Divorce Guide

Divorce Guide


Tennessee Divorce Rights


A person filing a petition for divorce in the state of Tennessee is called as Plaintiff. Person who does not file the petition but infact has to defend himself/herself and has to report to the court is known as Defendant. Tennessee divorce rights require a plaintiff to be a resident of the state. If however the cause of divorce did not occur in the state, it is mandatory for either of the parties to be a resident of the state for six consecutive months preceding the divorce petition.

In Tennessee, a plaintiff is supposed to file the case in the circuit court or the chancery where either of the parties resides. According to Tennessee divorce rights, the chancery or the circuit court of the county can grant a decree of divorce if the court considers that the two parties have been living separately for a period of more than two years.

Grounds for filing a divorce case in Tennessee

Tennessee divorce rights recognize some other legal grounds of divorce which could be sought by a plaintiff. These legal grounds of seeking divorce are: impotency, irreconcilable differences occurring between the two parties, spouses living separately for a continuous period of two years when there is no minor child, adultery, bigamy, conviction of felony, pregnancy of a woman by another person, without husband knowing it, extreme cruelty and inhuman treatment, willful desertion of the partner for one year and habitual drunkenness.

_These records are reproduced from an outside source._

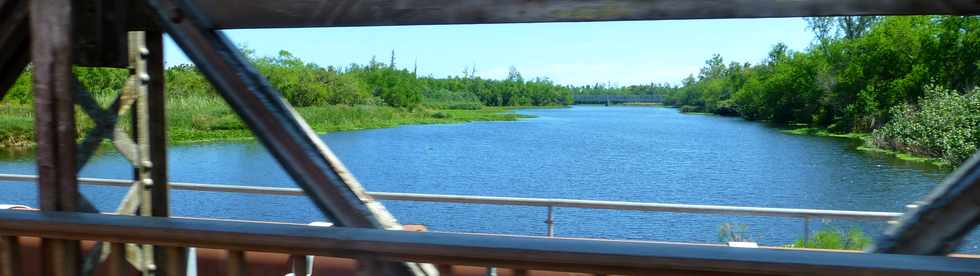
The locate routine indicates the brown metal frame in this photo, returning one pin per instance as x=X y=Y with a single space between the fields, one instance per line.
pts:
x=58 y=29
x=533 y=253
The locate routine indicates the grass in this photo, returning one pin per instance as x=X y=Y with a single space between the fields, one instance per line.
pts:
x=816 y=131
x=198 y=119
x=836 y=238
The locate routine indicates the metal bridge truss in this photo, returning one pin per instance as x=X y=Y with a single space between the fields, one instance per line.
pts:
x=55 y=35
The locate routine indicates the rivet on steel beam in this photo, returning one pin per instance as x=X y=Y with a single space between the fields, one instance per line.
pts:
x=177 y=15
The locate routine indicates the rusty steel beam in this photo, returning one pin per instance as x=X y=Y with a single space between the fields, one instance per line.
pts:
x=14 y=42
x=300 y=152
x=169 y=261
x=237 y=14
x=54 y=125
x=10 y=256
x=290 y=140
x=945 y=217
x=536 y=253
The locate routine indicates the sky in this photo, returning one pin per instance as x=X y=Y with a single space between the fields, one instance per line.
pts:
x=617 y=53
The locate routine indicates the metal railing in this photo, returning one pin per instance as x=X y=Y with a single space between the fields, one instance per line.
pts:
x=550 y=203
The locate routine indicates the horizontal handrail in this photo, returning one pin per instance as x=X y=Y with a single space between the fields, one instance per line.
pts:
x=518 y=201
x=593 y=256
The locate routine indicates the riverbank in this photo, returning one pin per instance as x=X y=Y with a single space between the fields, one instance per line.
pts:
x=867 y=145
x=208 y=120
x=865 y=139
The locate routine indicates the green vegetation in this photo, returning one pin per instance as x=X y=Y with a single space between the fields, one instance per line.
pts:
x=906 y=79
x=836 y=238
x=945 y=124
x=361 y=96
x=733 y=232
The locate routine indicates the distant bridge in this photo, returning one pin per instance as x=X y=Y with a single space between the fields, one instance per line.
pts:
x=616 y=99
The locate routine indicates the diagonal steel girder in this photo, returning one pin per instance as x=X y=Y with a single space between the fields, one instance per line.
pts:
x=946 y=216
x=321 y=175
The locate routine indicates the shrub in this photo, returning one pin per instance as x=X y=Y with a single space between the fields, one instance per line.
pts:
x=945 y=124
x=836 y=238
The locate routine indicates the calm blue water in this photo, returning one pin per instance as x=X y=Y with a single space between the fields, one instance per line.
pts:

Property distribution in Tennessee

The principle of equitable distribution of property is defined by Tennessee divorce rights as a principle which would require the court to divide the property acquired by the couple during the marriage in a just and fair manner. The property should be divided in an equitable manner and should not be divided equally between the two parties. In order to divide the property between the two parties, the court can take into account a number of factors so as to satisfy itself that the distribution being done by the court will prove to be just and fair. Some of the factors considered by the court are: length of marriage, spouse’s contribution to the acquisition of property during marriage, future employment and vocational skills of the spouse, contributions in the family responsibilities, age, health and physical and mental health of two parties, tax consequences and economic conditions of the two parties.

Tennessee alimony and child custody

Tennessee divorce rights have special provisions regarding alimony award and spousal support if the court considers that the alimony award would be necessary for a party after the divorce. If the court considers that one party will find it extremely difficult to earn bread for itself, it can arrange for a stipulated amount for a specified period of time, so as to help the party. The spousal support however is awarded only in exceptional cases and all divorce cases do not have a provision of spousal support or alimony award. Factors which play an important role while deciding on the issue of alimony support are: length of the marriage, relative earning capacities of each party, contribution of each party, tax consequences, separate assets of the parties concerned.

Distribution of property also effects the decision as to who will get the custody of the child after the divorce. The person whom the court considers being suitable and who will supposedly take care of the financial and educational need of the child will have greater chances of getting the custody of the child.